Leaned up against his new $36,000 Nitro, Smith said, "I basically got lucky. The sun had come out and our bite had slowed down. My buddy, Lonnie, suggested we move over to a steep rocky bank. We were flipping around and when my bait [a curly-tailed worm] went down it just felt like a bluegill picked it up really. I picked up on the rod a little bit and it was there. I set the hook and everybody done real good. I got up on the front of the boat, Josh got the net and Lonnie done the coaching. It was a team effort all the way through."
It was hard, however, for Smith to quit talking about the ordeal he had gone through a month before and the moments when doctors called his wife back to explain that his situation was dire.
"The surgery [for a herniated disc] went well and they first told my wife she'd be able to see me in about an hour," he said. "Then after about two hours they called her back and said, 'We need to talk to you.' It's a blessing that I'm standing here today."

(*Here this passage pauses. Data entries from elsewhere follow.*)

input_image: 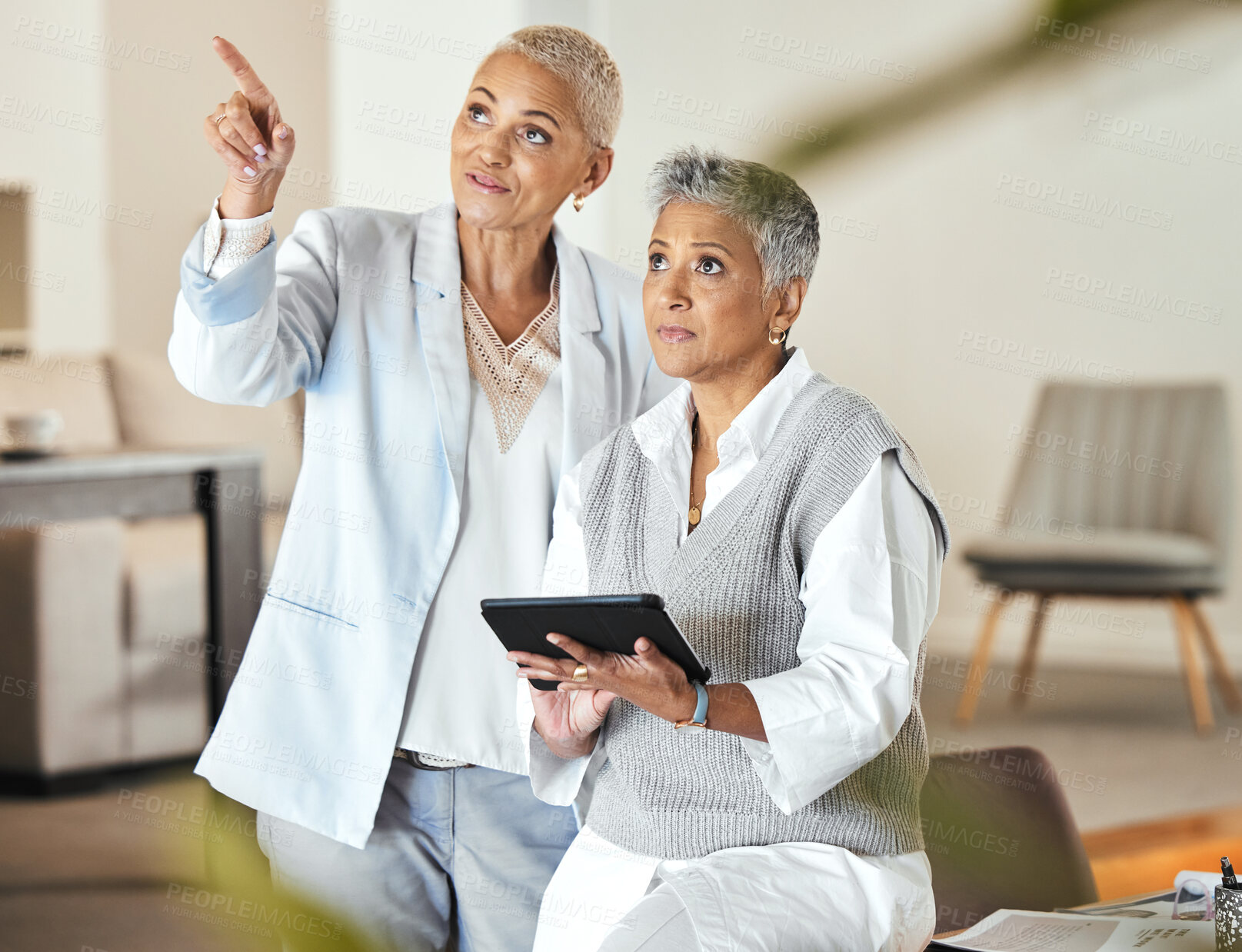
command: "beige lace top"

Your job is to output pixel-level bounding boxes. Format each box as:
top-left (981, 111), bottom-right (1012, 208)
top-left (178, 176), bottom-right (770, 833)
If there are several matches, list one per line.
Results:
top-left (462, 265), bottom-right (560, 453)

The winning fish was the biggest bass Smith has caught in his life. But he said it couldn't have happened without his "team."
"I've got two partners and we all agreed that whatever we won we'd split," said Smith. "If we keep it we'll all three fish out of it. If we sell it we'll split the money out of it."
Tumlin said he expects the Big Bass Tour to return in 2019, perhaps in March when it is likely that even bigger bass will be caught.
"They believe that this time of year that our lake out-performs any lake they visit in the country," said Tumlin.